By Catherine Hodder, Esq. | Last updated on

Have a great business idea but don't know where to start? Entrepreneurship is an exciting but scary proposition, but it can also be very rewarding.

Entrepreneurs know that any startup involves risk. According to the U.S. Chamber of Commerce, 50 percent of small businesses fail within the first five years. When starting your own business venture, avoid these five most common mistakes.

Not Planning Enough

You have heard the expression, “Failing to plan is planning to fail." This adage is especially true with a new business. Small business owners do their research. They know the market, their target client, and their competition before investing their time and money into a new business.

When developing your business plan, you should answer the following questions:

  • Who is your potential customer? What do they want? Can you meet your customers' needs?
  • How can you reach your customer? What is your marketing plan? Will social media be a part of your marketing campaign?
  • Who is your competition? How can you stand out from the competition?
  • How will you fund your business? Do you have enough to operate for the first year and subsequent years?

Not Having Sufficient Funding

One of the biggest mistakes a small business owner may make is not having enough cash flow to meet a sudden demand or operate until they can turn a profit. According to LinkedIn, many new entrepreneurs may not expect to see a profit for three to four years. You must know your financial projections to understand what business financing you need. While you may hear stories of entrepreneurs maxing out their personal credit cards, it is not sound financial planning.

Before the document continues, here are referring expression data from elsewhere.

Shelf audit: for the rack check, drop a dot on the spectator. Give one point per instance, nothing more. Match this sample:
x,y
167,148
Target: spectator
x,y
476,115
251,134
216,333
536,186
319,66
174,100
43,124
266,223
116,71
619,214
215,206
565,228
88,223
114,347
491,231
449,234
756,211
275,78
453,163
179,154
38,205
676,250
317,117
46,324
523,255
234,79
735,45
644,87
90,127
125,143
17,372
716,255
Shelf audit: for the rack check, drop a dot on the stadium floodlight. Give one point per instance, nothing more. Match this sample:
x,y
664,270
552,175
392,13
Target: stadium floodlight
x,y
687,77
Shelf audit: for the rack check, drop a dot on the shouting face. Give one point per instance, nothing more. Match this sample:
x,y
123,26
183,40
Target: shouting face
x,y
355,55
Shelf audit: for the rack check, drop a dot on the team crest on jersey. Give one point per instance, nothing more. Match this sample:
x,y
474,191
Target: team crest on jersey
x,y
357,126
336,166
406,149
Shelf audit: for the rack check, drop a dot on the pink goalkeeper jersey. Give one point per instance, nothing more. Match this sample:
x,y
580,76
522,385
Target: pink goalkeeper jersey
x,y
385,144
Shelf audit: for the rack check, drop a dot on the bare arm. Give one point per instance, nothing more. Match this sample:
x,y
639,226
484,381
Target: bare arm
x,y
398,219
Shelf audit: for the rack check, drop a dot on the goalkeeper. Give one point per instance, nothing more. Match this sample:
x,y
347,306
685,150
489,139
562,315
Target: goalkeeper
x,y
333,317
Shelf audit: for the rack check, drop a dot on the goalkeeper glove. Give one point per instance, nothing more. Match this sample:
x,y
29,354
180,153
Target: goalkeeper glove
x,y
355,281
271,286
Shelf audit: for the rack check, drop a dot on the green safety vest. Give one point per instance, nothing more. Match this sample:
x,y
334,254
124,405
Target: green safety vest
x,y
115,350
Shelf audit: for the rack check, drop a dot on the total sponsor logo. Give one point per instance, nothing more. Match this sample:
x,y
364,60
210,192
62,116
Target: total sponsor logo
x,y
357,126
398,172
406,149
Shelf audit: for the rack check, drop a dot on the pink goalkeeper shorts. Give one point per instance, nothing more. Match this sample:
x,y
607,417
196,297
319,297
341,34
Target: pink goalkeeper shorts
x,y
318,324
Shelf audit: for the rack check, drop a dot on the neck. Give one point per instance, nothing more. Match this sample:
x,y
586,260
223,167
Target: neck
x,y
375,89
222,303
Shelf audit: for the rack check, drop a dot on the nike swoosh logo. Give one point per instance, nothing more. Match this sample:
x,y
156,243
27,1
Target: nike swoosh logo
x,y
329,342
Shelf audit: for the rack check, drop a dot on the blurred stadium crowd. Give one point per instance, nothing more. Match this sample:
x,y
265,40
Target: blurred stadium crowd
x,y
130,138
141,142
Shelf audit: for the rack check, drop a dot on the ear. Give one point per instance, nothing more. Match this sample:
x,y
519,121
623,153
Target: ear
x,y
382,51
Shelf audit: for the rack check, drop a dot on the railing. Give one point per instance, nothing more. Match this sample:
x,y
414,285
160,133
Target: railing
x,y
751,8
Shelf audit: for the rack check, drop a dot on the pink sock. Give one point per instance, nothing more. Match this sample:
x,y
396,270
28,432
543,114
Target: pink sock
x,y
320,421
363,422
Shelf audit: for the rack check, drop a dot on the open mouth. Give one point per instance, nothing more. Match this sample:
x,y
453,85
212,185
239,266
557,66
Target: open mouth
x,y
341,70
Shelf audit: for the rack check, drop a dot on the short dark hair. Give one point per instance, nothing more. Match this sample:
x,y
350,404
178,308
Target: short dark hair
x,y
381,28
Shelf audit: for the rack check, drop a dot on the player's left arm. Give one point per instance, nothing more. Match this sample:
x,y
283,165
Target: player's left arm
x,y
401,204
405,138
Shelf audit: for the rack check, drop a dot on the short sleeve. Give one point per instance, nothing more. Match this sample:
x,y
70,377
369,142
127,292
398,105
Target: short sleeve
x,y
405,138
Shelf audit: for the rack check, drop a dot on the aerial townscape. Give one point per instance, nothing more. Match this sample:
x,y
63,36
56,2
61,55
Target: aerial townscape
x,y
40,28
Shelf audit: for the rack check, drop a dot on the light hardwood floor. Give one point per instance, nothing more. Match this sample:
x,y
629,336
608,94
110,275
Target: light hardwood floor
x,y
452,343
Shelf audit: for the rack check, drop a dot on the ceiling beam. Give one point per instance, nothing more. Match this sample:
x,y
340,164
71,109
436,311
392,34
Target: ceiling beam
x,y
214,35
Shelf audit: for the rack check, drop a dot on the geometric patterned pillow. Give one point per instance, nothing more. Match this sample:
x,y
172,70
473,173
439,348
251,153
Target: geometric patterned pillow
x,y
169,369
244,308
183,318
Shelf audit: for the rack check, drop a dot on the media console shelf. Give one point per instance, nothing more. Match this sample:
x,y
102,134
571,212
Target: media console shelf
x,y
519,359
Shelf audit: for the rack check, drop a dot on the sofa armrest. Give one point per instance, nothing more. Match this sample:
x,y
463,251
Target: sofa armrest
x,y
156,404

Determine if you need a loan or line of credit from a bank. Or check with the U.S. Small Business Administration (SBA) for help with guaranteeing your bank loan.

Not Setting up the Proper Business Structure

If you are a one-person business, you may start out as a sole proprietorship. Your income and losses go on your personal tax return. However, as your business grows in income and risk, you most likely will want to protect your personal assets from your business activities. Forming a corporation or limited liability company (LLC) separates your business assets from your personal ones, so you safeguard your personal assets if there is a claim against the business.

And if you have a co-founder, setting up a business entity formalizes your rights, roles, and responsibilities. When you choose a legal structure for your business, you should consider how you want to report taxes, how easy it is to maintain your business entity, and if you will have partners or shareholders.

All businesses must do market research and know what their customers want. A big business mistake is not to stay current with your customer base and trends. Ask Blockbuster, a one-time hugely profitable movie-rental chain that laughed at Netflix's proposal to allow customers to rent movies from home. As customer demographics change, so should your business model.

And reaching your target audience involves a marketing strategy using analytics. If you are using advertising or online marketing, how are you measuring that success?

Not Asking For Help

Entrepreneurs are known for their hard work and drive. And a big mistake entrepreneurs make is trying to do it all. If you have employees, try to delegate the most time-consuming tasks as much as possible. Also, surround yourself with a team of professionals, such as accountants and lawyers, that can advise you as you start and grow your business, especially if you have intellectual property or wish to franchise.

Every new business owner can share stories of their startup mistakes. The important thing is that they learned from their mistakes to create a successful business.